COP15 and biodiversity: what does it mean for pension schemes?
The COP15 UN Biodiversity Conference concluded on 19 December, with 188 governments setting a series of targets to achieve by 2030. The Kunming-Montreal Global Biodiversity Framework was passed at the summit, which included the “30x30 pledge” – an agreement to safeguard 30% of land and water by 2030 to halt and prevent biodiversity loss. See here our Sustainable Futures blog post on the outcome of the COP15 summit, which includes more details of the Kunming-Montreal Global Biodiversity Framework.
The “30x30 pledge” has been considered by some, including Canada’s Environment Minister, as comparable in significance to the Paris Agreement on climate change due to the interdependence of the nature crisis and the climate crisis.

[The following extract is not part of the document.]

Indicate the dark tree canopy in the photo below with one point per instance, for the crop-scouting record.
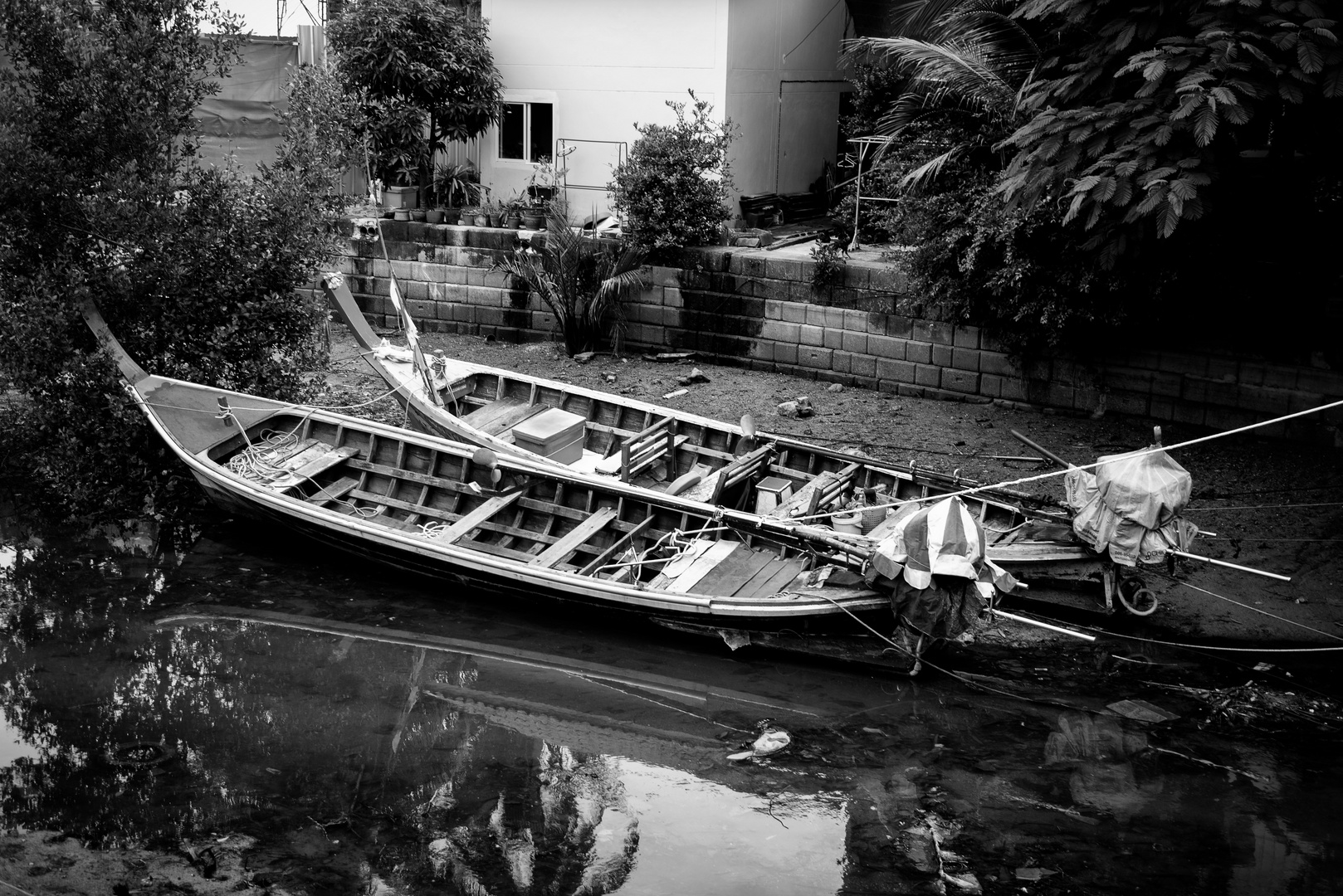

This post discusses the increasing importance of biodiversity as an ESG factor and what it means for pension schemes, especially in light of the COP15 summit.
Why is biodiversity important?
The World Economic Forum has ranked biodiversity loss as the third most severe risk facing the planet over the next 10 years. With half of the world’s GDP (approx. $44tn) reportedly deriving from nature, it makes economic sense to protect biodiversity to also protect businesses. Pension schemes should therefore consider biodiversity alongside climate change when it comes to ESG factors.
Biodiversity as an important ESG factor is not a novel idea. Awareness of the importance of biodiversity has increased in recent years with some schemes, mostly in the UK and Europe, starting to make headway into investment that supports the protection of nature. Some UK and European schemes have started to measure biodiversity risks and new biodiversity-related policy regimes have emerged, such as the Taskforce for Nature-related Financial Disclosures (“TNFD”) framework.
At the dedicated “finance day” of COP15, financial institutions, including pension schemes, were urged to see climate change and biodiversity loss as a single issue and stop investment into activities contributing to global warming and loss of nature.
What are the consequences of COP15 for pension schemes?
We are likely to see the importance of biodiversity increase over the next 5-10 years in a similar manner to the rise of climate change awareness and importance. However, it is important to note that the rise of biodiversity awareness will not follow the exact same path as climate change, due to the fact that biodiversity is more complex to measure than climate change because nature has different characteristics across the globe. Pension schemes are likely to see the development of nature-positive targets, similar to net-zero carbon targets, but on a smaller, more focused and long-term scale. This is likely to be paired in due course with an increase in governance and reporting requirements, as we have seen with the new mandatory TCFD requirements.
There is also likely to be an increased volume of data available for schemes to make more informed investment decisions in respect of biodiversity-related projects and portfolios. Trustees will need to engage with asset managers and advisors to interpret this new data and make sure that their strategy is aligned with the trustee board’s investment strategy.
Green bonds with a focus on biodiversity are likely to continue to grow in popularity for pension schemes’ portfolios as they can potentially be used as both a source of income and for liability matching, whilst also supporting a range of sustainable biodiversity projects to help protect the planet and contribute to nature-related targets. Recent examples of these bonds include the issue of sovereign bonds focused on biodiversity protection by Uruguay and Chile, and the Smart Pension Master Trust’s investment in the Mirova Global Green Bond Fund.